The book Mark of the Lion is a trilogy describing the fate of heroes living in the 1st century CE. In the first two volumes, the main characters are Hadassah, a slave convert to Christianity, and Marcus, a wealthy Roman. The concept is very reminiscent of the classic novel by the Polish Nobel Prize winner. The third part of the trilogy tells the story of Germanin Artretes, also present in the previous parts, and his journey with his miraculously survived son and Rispa, the woman who took care of the gladiator’s child.
Due to the subject matter that the author chose for the first two volumes, it’s hard not to resort to comparisons with Sienkiewicz, and this must be very negative for Mrs. Rivers. There is not much Latin in the Mark of the Lion trilogy, not even Sienkiewicz’s, but any extensive descriptions of the location. The author puts the main emphasis on the emotions of the characters, and their experiences, especially in terms of the Christian faith. This is, after all, the main goal of this novel, evangelization, which the author does not hide from the beginning. The action itself is definitely engaging, and thoughtful, with changes of pace, which is a solid asset of the novel. Undoubtedly, the biggest one, at least in the opinion of the author, would be a positive transformation or conversion of the reader. However, the theological considerations here are also at a fairly basic level. Instead of a deep theological dispute, we find here rather a strong testimony of faith. The Mark of the Lion trilogy is positioned in Christian streetcar literature rather than alongside the works of Thomas Aquinas. In addition to the lack of descriptions of historical locations, factual errors are also quite glaring, e.g. when Markus’s sister pays an “exorbitant” price of three sesterces in the temple for a beautiful scapegoat, which a few pages later turn out to be gold coins (sic!). Mrs. Rivers’s novel is universal, it could happen at any time because it tells about the struggle with difficulties that certainly can and still affect modern people. From a person setting his novel in antiquity, however, I would expect a solid historical preparation, or at least a thorough check by a researcher of antiquity. Unfortunately, both of these things are missing here, and the reader, even an amateur interested in history, will easily pick up a lot of errors and misrepresentations.

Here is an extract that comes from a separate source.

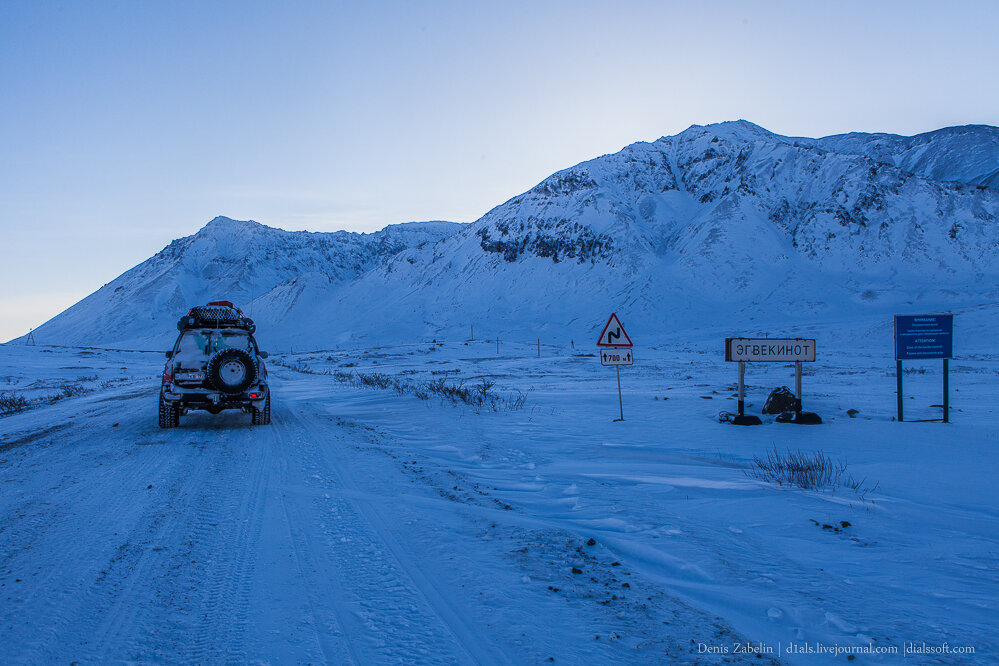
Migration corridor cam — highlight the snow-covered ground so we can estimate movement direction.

Despite the factual flaws, the main task of the novel is to transport the reader into her world and make them stay there until the last page, as well as for some time after it closes, which Mrs. Rivers does admirably. Critics can hold writers accountable in many ways, but readers are the highest instance in this assessment, and this is very kind to the author. Another advantage for both Christians and non-believers must be the fact that the book is printed with a lot of positive emotions and dignified attitudes in the face of evil, which may be lacking in todays and any other times. For younger, but also some adult readers, the didactic aspect of the novel will certainly be valuable. I strongly recommend it to the reader looking for a testimony of faith, to the rest I recommend to the tram instead of Dan Brown.